Il refuse également de minimiser le niveau du tableau en raison de certaines absences. « Je pense que ce serait irrespectueux de penser : ‘Il n’y a pas Sinner, donc c’est une énorme opportunité.’ Il y a des joueurs qui ont remporté des Grands Chelems cette année, comme Zverev, et évidemment Novak est dans le tableau. Il y a aussi des joueurs qui ont gagné de gros titres et qui sont en grande forme ».
Shelton veut rester dans le moment
Le récent vainqueur de Montréal insiste donc sur l’importance de rester dans le présent. Pour lui, la clé de son succès au Canada résidait justement dans sa capacité à accepter ce qu’il avait sur le jour et à ne pas chercher à en faire davantage : « Il faut savoir ce que l’on a et ce que l’on n’a pas le jour même. Il faut travailler avec soi-même de cette manière, sans essayer de forcer ou d’être quelqu’un que l’on n’est pas à ce moment-là », détaille-t-il.

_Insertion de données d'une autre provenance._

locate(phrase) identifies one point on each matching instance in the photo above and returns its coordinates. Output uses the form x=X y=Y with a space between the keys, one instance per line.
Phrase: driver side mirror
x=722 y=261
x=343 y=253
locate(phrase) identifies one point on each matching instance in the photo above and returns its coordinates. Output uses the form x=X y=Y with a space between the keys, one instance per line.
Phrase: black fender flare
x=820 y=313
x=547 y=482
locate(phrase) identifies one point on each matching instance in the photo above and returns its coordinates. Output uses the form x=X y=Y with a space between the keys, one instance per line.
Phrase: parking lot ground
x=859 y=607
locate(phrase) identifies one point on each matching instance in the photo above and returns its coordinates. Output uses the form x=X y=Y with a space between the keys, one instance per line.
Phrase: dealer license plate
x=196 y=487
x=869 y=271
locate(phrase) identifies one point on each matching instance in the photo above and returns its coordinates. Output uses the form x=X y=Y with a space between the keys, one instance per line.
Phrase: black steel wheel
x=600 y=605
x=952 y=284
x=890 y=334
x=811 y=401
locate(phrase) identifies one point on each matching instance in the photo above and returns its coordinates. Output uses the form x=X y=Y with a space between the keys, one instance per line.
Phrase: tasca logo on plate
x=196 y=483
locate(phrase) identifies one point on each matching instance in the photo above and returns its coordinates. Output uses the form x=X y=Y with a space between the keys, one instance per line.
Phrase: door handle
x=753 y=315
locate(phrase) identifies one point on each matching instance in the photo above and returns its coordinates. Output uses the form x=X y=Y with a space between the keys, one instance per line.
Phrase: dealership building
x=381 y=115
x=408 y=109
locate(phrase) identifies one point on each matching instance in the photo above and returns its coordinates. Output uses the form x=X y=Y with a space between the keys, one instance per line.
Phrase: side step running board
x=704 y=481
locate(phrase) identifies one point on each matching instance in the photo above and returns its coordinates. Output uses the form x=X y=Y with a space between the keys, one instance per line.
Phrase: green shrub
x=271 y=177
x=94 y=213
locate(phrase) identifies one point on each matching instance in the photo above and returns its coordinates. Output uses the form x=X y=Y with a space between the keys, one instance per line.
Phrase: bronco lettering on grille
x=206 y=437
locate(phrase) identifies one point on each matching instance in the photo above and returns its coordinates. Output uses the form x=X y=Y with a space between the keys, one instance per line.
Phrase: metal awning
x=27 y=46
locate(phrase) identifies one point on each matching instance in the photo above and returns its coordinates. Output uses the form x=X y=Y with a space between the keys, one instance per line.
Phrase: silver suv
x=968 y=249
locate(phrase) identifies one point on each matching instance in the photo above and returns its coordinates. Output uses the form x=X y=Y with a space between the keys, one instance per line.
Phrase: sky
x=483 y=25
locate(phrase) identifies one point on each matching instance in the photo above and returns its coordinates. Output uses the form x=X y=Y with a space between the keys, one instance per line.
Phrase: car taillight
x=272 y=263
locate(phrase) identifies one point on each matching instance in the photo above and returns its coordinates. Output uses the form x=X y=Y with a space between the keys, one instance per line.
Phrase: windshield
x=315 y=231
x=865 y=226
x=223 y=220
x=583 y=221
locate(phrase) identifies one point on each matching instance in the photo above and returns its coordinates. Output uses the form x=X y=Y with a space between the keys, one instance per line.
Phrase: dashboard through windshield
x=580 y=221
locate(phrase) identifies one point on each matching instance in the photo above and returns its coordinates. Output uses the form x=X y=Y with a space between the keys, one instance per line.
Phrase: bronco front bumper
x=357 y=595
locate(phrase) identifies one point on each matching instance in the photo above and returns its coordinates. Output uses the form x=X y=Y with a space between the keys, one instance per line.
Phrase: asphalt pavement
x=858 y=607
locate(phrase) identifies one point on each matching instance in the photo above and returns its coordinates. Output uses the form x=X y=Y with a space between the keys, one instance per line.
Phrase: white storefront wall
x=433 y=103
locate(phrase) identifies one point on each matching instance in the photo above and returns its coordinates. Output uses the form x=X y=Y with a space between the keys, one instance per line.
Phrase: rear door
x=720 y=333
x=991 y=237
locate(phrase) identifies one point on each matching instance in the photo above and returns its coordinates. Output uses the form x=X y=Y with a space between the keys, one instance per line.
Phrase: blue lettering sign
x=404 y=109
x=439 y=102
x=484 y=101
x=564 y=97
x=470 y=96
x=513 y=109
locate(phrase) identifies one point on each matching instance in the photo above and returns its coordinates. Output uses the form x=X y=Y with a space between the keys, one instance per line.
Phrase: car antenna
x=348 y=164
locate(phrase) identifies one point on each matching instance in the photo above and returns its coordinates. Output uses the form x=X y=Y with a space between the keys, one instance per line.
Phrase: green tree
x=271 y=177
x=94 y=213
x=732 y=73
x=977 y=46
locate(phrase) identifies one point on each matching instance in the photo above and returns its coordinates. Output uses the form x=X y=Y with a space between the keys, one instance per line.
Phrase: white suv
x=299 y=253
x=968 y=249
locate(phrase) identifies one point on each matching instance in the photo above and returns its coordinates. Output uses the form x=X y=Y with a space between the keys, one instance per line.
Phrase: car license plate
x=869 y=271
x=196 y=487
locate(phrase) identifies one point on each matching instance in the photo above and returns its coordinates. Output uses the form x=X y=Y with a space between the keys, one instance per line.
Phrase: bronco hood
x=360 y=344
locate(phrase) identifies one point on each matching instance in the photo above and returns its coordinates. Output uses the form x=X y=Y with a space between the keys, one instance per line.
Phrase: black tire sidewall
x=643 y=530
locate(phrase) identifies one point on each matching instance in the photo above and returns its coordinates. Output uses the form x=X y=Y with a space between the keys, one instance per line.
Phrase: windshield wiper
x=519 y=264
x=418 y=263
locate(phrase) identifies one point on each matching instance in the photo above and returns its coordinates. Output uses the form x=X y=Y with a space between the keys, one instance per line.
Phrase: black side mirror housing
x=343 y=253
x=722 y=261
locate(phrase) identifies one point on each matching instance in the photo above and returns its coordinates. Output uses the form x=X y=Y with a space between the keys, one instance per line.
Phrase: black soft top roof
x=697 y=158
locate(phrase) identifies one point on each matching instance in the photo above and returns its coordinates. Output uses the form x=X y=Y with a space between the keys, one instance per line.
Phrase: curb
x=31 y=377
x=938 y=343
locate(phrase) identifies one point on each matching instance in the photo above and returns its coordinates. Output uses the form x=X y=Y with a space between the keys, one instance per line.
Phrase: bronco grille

Cette approche lui avait permis de rester particulièrement constant à Montréal : « Si je joue bien, je ne cherche pas toujours à en faire plus. J’essaie de rester à 80 % et d’être capable de résoudre les problèmes au fur et à mesure. Je pense que garder mon esprit dans le match pendant toute sa durée est vraiment, vraiment important ».
Une philosophie qu’il compte appliquer à New York, même si le défi sera encore plus important avec des matchs au meilleur des cinq sets et la nécessité d’enchaîner les rencontres.
« Une fois sur le court, il n’y a que moi et le joueur en face »
Enfin, Shelton a expliqué comment il utilise les souvenirs de ses précédentes performances à New York pour préparer le tournoi. Il ne souhaite pas les laisser perturber sa concentration pendant les matchs, mais considère qu’ils peuvent être utiles en amont : « Quand je suis sur le court, je ne sais pas si je pense à ce genre de choses. Parce que je pense que cela me sortirait du moment », reconnaît-il.
En revanche, avant le tournoi, il aime se rappeler les bons moments vécus à l’US Open et le niveau de tennis qu’il a déjà été capable de produire : « Je ne suis pas quelqu’un qui regarde constamment ses propres highlights, mais de temps en temps, je pense que c’est bien de revenir en arrière et de regarder certaines choses que vous avez accomplies dans un tournoi précis ».
Une fois la rencontre commencée, en revanche, tout disparaît : « Une fois que je suis sur le court, c’est simplement moi et le gars de l’autre côté du filet ».